Dua tahun telah berlalu sejak saat itu. Angkatan Laut sedang dalam proses modernisasi. Bekerja di bawah kerangka Minimum Essential Force (MEF) yang ditinggalkan oleh mantan presiden Susilo Bambang Yudhoyono yang tertanam dalam Rencana Pertahanan Strategis.
Menurut standar MEF, Angkatan Laut direncanakan akan memiliki sekitar 154 kapal pada tahun 2024, termasuk didalamnya 10 hingga 12 kapal selam. Dalam beberapa tahun kedepan AL Indonesia diharapkan akan menerima tiga kapal selam Chang Bogo dari Daewoo Shipbuilding Korea dan ada rencana lebih lanjut untuk mendapatkan tiga kapal selam kelas Kilo dari Rusia.

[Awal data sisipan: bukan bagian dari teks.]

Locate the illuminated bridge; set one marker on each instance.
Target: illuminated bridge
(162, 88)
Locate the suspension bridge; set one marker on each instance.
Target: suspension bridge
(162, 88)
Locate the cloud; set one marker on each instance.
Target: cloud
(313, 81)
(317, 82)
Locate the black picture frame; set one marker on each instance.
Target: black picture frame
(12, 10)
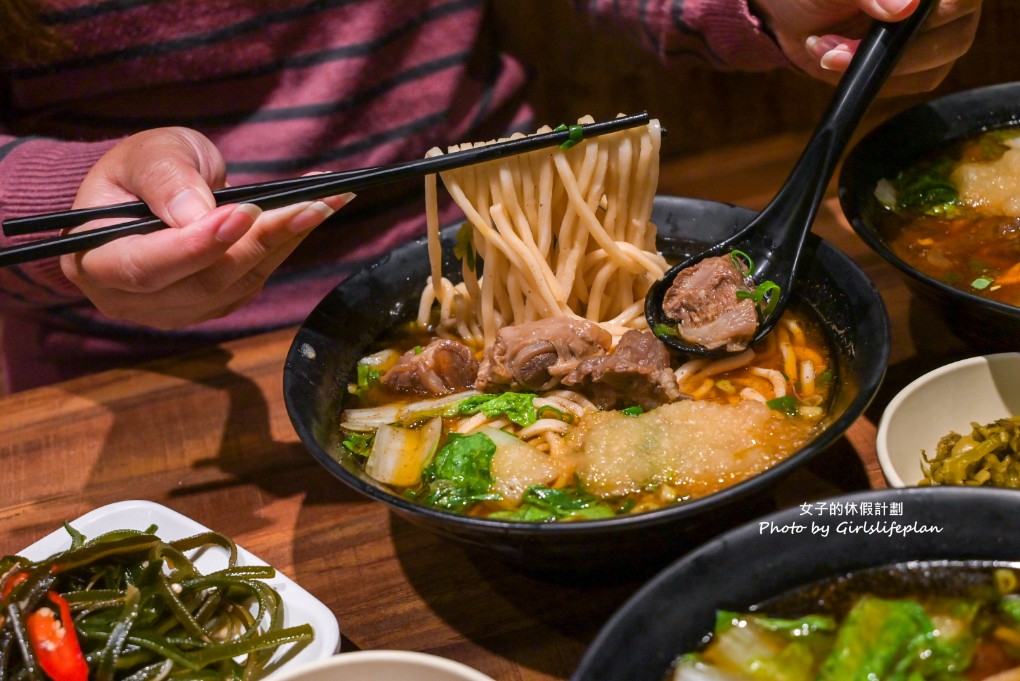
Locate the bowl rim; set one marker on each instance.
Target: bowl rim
(698, 508)
(881, 435)
(410, 659)
(952, 110)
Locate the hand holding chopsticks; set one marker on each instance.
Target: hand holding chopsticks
(277, 194)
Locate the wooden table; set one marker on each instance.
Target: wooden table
(208, 435)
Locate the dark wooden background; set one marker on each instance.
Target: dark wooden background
(580, 67)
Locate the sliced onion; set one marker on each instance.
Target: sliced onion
(399, 454)
(370, 418)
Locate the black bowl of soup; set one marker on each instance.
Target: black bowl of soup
(626, 537)
(845, 582)
(935, 192)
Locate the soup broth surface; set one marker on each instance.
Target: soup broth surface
(955, 215)
(917, 621)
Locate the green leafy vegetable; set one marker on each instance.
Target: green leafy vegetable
(460, 473)
(518, 407)
(541, 504)
(893, 639)
(926, 189)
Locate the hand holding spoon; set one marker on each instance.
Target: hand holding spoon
(772, 242)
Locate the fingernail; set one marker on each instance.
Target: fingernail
(310, 217)
(819, 45)
(187, 207)
(894, 6)
(836, 59)
(238, 222)
(340, 200)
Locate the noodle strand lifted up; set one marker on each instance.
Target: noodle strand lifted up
(560, 232)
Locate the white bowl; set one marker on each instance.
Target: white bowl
(299, 606)
(383, 666)
(979, 389)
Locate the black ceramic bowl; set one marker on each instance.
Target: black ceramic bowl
(676, 610)
(898, 143)
(335, 336)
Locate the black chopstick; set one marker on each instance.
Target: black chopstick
(65, 219)
(279, 193)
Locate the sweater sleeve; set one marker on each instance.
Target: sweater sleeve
(40, 175)
(724, 34)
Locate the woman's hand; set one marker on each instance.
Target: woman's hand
(819, 37)
(210, 262)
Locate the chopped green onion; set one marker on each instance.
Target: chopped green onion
(784, 404)
(981, 282)
(763, 293)
(576, 135)
(744, 263)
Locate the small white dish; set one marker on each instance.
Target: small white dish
(978, 389)
(299, 606)
(383, 666)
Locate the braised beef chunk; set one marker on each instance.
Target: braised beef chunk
(703, 299)
(442, 367)
(533, 356)
(636, 372)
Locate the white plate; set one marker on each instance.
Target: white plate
(300, 607)
(979, 389)
(384, 666)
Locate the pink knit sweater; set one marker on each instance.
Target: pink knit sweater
(282, 87)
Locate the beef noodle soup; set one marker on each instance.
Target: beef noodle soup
(532, 390)
(918, 621)
(955, 215)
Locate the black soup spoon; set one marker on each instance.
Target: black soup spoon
(774, 239)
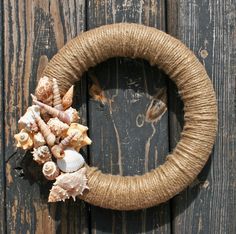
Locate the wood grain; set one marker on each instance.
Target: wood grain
(128, 120)
(209, 29)
(34, 31)
(2, 159)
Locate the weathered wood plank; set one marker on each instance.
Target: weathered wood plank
(34, 31)
(209, 29)
(2, 158)
(124, 108)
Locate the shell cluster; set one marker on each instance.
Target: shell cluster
(49, 127)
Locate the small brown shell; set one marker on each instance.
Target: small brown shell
(42, 154)
(68, 185)
(56, 95)
(39, 140)
(57, 127)
(50, 170)
(73, 115)
(68, 98)
(43, 91)
(24, 139)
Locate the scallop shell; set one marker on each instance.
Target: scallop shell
(57, 127)
(56, 95)
(42, 154)
(50, 170)
(45, 130)
(69, 185)
(72, 161)
(44, 91)
(68, 98)
(81, 139)
(39, 140)
(24, 139)
(64, 117)
(27, 121)
(73, 114)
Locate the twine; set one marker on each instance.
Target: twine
(179, 63)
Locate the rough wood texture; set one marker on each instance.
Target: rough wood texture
(34, 31)
(2, 158)
(209, 29)
(127, 114)
(128, 120)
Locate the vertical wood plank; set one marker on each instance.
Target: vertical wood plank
(128, 120)
(34, 31)
(2, 158)
(209, 29)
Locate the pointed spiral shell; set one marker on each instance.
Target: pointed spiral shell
(50, 170)
(41, 154)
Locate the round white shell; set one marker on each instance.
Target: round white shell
(71, 162)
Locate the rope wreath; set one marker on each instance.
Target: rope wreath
(180, 64)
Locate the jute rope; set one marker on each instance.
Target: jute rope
(180, 64)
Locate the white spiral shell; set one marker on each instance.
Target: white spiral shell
(71, 162)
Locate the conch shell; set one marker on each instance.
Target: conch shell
(72, 161)
(27, 121)
(39, 140)
(44, 91)
(56, 95)
(68, 98)
(57, 127)
(24, 139)
(61, 115)
(58, 150)
(50, 170)
(68, 185)
(42, 154)
(45, 130)
(81, 139)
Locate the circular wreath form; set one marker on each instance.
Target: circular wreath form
(200, 119)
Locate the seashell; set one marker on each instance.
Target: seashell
(58, 152)
(42, 154)
(56, 95)
(50, 170)
(68, 98)
(45, 130)
(44, 91)
(81, 139)
(73, 114)
(72, 161)
(24, 139)
(57, 127)
(27, 121)
(39, 140)
(69, 185)
(61, 115)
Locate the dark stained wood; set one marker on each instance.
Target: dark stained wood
(2, 158)
(34, 31)
(209, 29)
(128, 120)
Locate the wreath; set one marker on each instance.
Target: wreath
(50, 125)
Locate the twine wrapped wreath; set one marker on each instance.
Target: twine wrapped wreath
(179, 63)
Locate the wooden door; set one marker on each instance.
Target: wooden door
(135, 119)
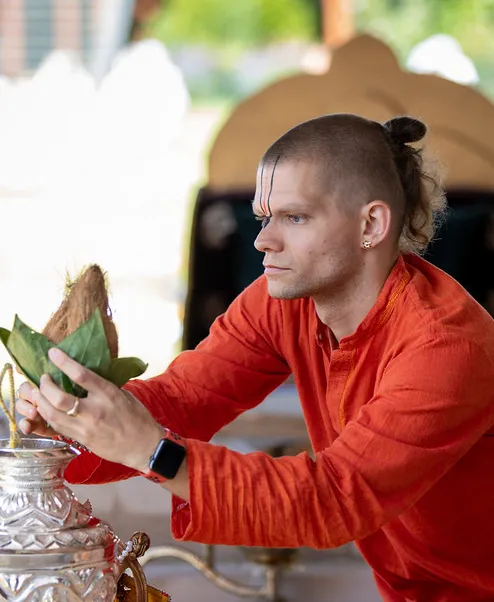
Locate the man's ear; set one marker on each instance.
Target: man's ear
(376, 222)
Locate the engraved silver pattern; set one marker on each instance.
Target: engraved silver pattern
(51, 547)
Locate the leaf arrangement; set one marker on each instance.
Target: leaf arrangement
(87, 345)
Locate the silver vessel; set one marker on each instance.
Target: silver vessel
(51, 547)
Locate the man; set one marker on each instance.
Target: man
(393, 361)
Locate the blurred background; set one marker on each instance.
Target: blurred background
(108, 112)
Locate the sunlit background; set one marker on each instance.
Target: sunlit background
(107, 111)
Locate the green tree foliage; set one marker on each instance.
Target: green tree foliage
(404, 23)
(240, 23)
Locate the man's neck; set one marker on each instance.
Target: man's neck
(343, 313)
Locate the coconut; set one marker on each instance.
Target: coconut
(83, 296)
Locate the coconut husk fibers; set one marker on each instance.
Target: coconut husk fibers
(82, 296)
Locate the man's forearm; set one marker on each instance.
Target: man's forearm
(179, 486)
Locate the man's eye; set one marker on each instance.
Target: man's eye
(296, 219)
(264, 219)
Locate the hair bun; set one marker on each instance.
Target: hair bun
(405, 129)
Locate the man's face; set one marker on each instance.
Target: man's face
(311, 246)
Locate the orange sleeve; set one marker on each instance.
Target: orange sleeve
(434, 402)
(229, 372)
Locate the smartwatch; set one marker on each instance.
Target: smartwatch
(167, 458)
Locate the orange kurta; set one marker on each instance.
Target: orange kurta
(400, 416)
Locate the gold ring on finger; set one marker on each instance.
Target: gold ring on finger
(74, 410)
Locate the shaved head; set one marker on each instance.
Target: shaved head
(358, 161)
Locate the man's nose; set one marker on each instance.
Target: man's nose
(268, 239)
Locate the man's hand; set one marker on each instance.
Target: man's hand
(109, 422)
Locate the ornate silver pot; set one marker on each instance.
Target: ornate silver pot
(51, 548)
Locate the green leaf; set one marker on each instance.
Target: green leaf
(29, 351)
(122, 369)
(88, 345)
(4, 335)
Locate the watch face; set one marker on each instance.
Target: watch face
(167, 458)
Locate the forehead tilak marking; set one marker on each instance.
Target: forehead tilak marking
(271, 186)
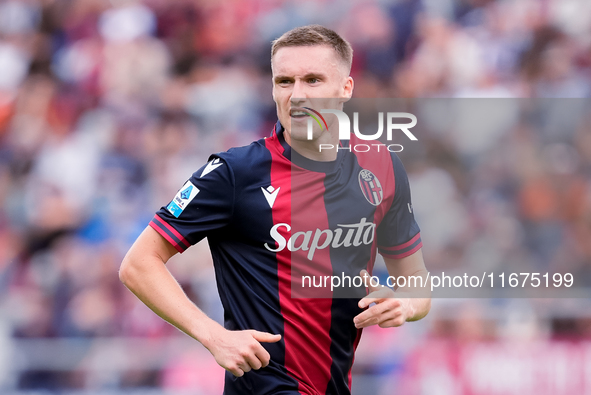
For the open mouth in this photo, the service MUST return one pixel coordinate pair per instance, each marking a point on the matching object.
(298, 112)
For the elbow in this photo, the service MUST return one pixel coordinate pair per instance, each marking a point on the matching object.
(126, 271)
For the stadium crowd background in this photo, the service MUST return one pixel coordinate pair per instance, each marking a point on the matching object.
(106, 108)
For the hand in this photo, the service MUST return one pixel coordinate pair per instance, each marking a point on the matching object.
(387, 312)
(240, 351)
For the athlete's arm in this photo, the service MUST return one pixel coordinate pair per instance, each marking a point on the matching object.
(144, 272)
(394, 308)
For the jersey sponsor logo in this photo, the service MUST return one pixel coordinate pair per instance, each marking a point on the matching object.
(211, 166)
(182, 199)
(361, 233)
(371, 187)
(270, 194)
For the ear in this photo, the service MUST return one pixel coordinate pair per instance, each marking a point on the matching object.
(348, 88)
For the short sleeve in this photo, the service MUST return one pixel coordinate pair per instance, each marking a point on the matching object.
(204, 204)
(399, 234)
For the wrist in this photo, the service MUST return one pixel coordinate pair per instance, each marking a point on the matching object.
(207, 333)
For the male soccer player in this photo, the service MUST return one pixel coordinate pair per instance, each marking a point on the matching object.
(281, 206)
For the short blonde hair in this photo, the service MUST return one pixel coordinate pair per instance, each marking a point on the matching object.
(315, 35)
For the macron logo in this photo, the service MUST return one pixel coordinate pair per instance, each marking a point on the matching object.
(270, 194)
(211, 166)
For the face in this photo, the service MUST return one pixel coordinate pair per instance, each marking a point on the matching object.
(301, 74)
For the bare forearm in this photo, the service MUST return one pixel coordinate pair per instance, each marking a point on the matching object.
(149, 279)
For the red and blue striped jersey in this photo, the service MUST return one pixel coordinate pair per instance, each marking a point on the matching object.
(271, 216)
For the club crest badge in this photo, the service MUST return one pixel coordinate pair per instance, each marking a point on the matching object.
(371, 187)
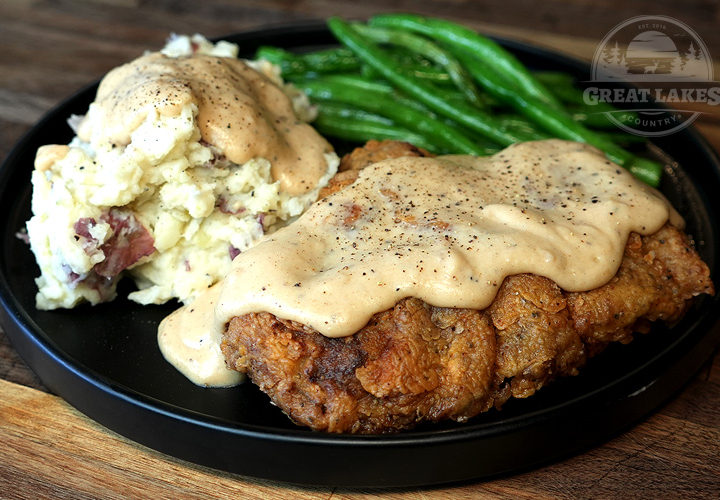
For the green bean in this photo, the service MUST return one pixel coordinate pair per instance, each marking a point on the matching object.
(354, 124)
(384, 105)
(427, 49)
(504, 63)
(558, 123)
(465, 114)
(382, 87)
(325, 61)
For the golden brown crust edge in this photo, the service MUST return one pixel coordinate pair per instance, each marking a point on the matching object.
(416, 362)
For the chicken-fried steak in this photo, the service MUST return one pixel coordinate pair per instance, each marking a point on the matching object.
(416, 362)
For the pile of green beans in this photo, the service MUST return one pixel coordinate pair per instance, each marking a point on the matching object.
(445, 88)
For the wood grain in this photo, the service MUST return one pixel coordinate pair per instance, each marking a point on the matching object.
(62, 454)
(50, 49)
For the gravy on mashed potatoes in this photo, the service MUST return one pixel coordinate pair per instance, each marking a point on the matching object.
(186, 158)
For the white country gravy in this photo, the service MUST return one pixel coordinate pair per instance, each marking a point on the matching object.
(446, 230)
(240, 112)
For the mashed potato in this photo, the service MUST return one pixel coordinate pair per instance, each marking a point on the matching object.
(152, 190)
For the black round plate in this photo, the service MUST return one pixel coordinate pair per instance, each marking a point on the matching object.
(104, 360)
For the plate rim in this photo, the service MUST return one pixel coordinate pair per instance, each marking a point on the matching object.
(15, 318)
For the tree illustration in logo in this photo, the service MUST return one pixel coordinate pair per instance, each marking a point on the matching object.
(613, 61)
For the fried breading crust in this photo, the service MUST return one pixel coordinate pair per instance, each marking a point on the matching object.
(415, 362)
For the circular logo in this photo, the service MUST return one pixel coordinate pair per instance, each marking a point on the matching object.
(669, 67)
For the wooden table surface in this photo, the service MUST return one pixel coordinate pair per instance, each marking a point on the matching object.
(48, 50)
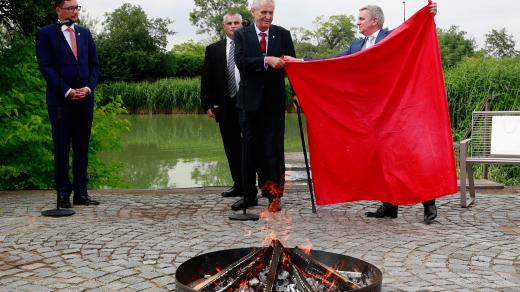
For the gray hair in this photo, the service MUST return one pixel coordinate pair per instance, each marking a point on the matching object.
(257, 3)
(375, 11)
(231, 14)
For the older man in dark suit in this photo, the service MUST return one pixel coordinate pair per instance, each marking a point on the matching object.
(219, 87)
(68, 61)
(261, 102)
(370, 23)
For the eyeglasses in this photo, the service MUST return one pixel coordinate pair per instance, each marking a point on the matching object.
(72, 8)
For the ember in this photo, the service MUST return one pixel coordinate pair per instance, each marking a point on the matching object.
(276, 268)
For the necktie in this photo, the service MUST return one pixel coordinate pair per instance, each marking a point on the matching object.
(370, 41)
(263, 44)
(232, 86)
(73, 42)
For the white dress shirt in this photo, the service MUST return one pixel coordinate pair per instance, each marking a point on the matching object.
(237, 73)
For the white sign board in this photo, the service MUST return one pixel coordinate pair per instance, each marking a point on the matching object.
(505, 135)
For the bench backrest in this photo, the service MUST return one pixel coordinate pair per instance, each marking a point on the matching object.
(495, 134)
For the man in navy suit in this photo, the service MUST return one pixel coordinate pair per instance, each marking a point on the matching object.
(68, 61)
(261, 103)
(218, 92)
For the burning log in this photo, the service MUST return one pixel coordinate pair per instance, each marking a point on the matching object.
(315, 269)
(276, 268)
(233, 275)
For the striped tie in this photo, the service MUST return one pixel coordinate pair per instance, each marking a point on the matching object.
(73, 42)
(231, 70)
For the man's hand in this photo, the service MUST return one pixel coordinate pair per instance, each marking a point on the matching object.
(275, 62)
(79, 93)
(433, 8)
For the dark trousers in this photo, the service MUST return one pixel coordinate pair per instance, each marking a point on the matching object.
(263, 151)
(229, 125)
(71, 124)
(425, 204)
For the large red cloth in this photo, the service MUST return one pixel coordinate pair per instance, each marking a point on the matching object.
(377, 121)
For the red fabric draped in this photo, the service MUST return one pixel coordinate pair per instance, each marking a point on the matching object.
(377, 121)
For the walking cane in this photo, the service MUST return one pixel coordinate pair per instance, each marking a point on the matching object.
(309, 181)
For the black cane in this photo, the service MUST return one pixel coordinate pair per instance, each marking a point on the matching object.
(309, 181)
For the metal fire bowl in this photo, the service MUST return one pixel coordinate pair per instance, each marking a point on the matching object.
(195, 268)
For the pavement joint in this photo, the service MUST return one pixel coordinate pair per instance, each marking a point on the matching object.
(135, 240)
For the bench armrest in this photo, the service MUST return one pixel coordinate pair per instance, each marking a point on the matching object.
(466, 141)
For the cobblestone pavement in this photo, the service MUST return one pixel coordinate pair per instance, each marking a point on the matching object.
(135, 240)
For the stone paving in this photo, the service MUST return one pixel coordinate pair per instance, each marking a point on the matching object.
(135, 240)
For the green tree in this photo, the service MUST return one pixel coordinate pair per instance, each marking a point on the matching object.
(208, 15)
(26, 160)
(336, 32)
(189, 59)
(500, 44)
(454, 46)
(25, 16)
(132, 46)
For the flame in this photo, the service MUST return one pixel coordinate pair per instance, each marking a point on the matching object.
(306, 247)
(274, 189)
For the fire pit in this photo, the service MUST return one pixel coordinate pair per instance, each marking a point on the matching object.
(276, 268)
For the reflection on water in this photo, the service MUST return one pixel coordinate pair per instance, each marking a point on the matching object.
(176, 151)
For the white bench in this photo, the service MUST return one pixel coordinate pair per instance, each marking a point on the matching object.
(495, 139)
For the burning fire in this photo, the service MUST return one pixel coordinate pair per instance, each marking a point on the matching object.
(306, 247)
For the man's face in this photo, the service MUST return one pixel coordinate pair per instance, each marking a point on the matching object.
(68, 10)
(366, 24)
(232, 23)
(263, 15)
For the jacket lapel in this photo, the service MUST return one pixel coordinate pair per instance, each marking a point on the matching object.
(65, 45)
(381, 35)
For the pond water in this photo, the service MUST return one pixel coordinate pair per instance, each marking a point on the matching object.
(179, 151)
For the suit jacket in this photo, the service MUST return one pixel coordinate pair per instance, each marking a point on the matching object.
(260, 86)
(59, 67)
(214, 80)
(357, 45)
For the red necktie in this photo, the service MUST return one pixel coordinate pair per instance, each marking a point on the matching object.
(263, 44)
(73, 42)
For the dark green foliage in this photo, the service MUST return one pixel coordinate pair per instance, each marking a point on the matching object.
(473, 79)
(500, 44)
(162, 96)
(132, 47)
(26, 160)
(208, 14)
(188, 59)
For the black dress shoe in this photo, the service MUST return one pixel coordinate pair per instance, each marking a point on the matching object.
(232, 192)
(266, 194)
(65, 203)
(430, 213)
(241, 204)
(84, 200)
(383, 212)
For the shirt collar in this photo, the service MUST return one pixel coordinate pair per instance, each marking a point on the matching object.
(375, 34)
(258, 31)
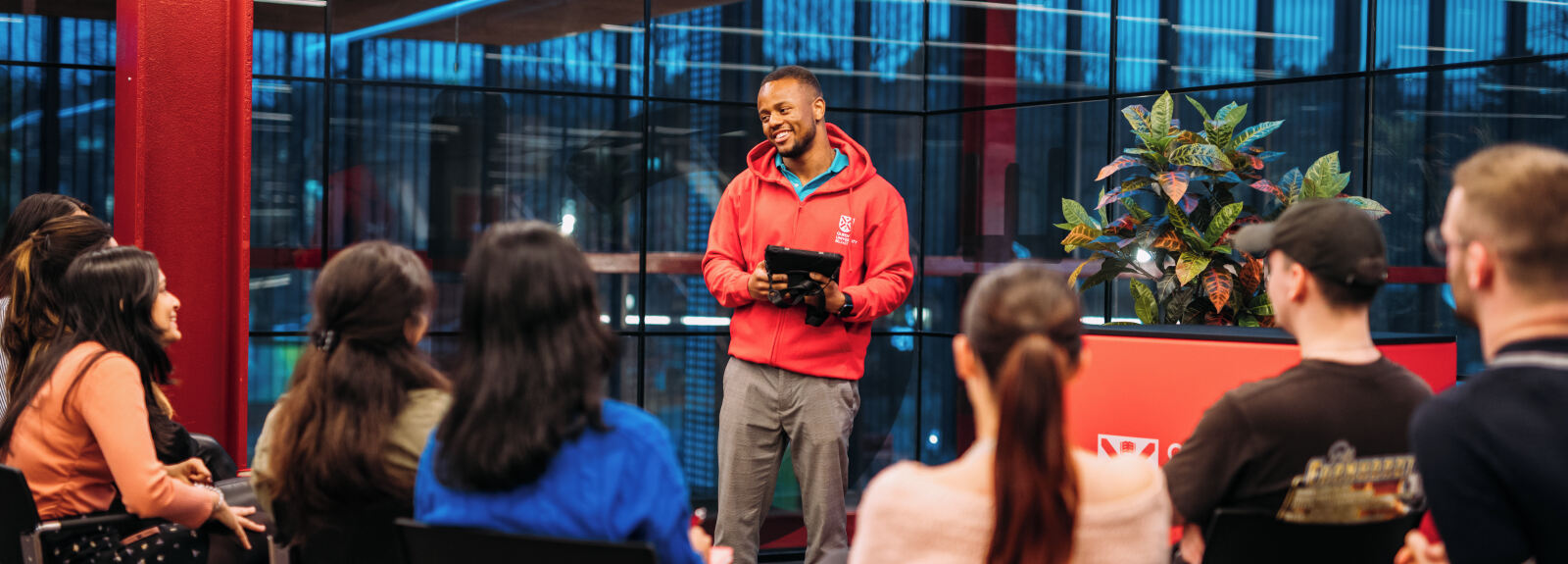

Dharma yang fokus pada penelitian keamanan maritim, hubungan sipil-militer dan perang di masa depan ini mengatakan AL Indonesia memang memiliki sejarah yang panjang dalam mengoperasikan kapal selam, hal yang harus diperhatikan adalah "Waktu telah berubah sejak tahun 1950-an, ketika Indonesia bisa dibilang menjadi salah satu operator kapal selam terkuat di Asia Tenggara. Indonesia perlu mempertimbangkan perubahan dalam karakter konflik dan ancaman yang akan dihadapi," tulis mahasiswa jurusan Studi Strategis ini.
Dharma mempertanyakan apakah Angkatan Laut Indonesia benar-benar membutuhkan 10-12 kapal selam??
Jika mengingat meningkatnya ketegangan di Laut China Selatan, daya tarik untuk mengoperasikan kapal selam memang sangat jelas. Kapal selam adalah senjata klasik untuk pertahanan laut dan dapat bertindak sebagai pengganda kekuatan untuk pertempuran dipermukaan.
Kapal selam berfungsi sebagai pencegah ampuh karena sifat siluman dan senjata mereka. Dalam kondisi perang, kapal selam dapat digunakan untuk mengangkut pasukan melakukan spionase. "Ini sejalan dengan ambisi Angkatan Laut menjadi green-water navy yang mampu menjaga kedaulatan maritim Indonesia".
Meski penting, namun Dharma melihat sedikitnya tiga alasan kenapa kebutuhan akan armada kapal selam ini lebih baik dipikirkan ulang.
1. Tidak begitu Ideal dengan kondisi Geografi
menurut Dharma, kapal selam sebenarnya memiliki keterbatasan dalam beroperasi, jadi menurutnya perlu mempertimbangkan keterbatasan kapal selam itu sendiri dan posisi mereka dalam gambaran yang lebih besar, seperti geografi, karakter ancaman keamanan dan ekonomi.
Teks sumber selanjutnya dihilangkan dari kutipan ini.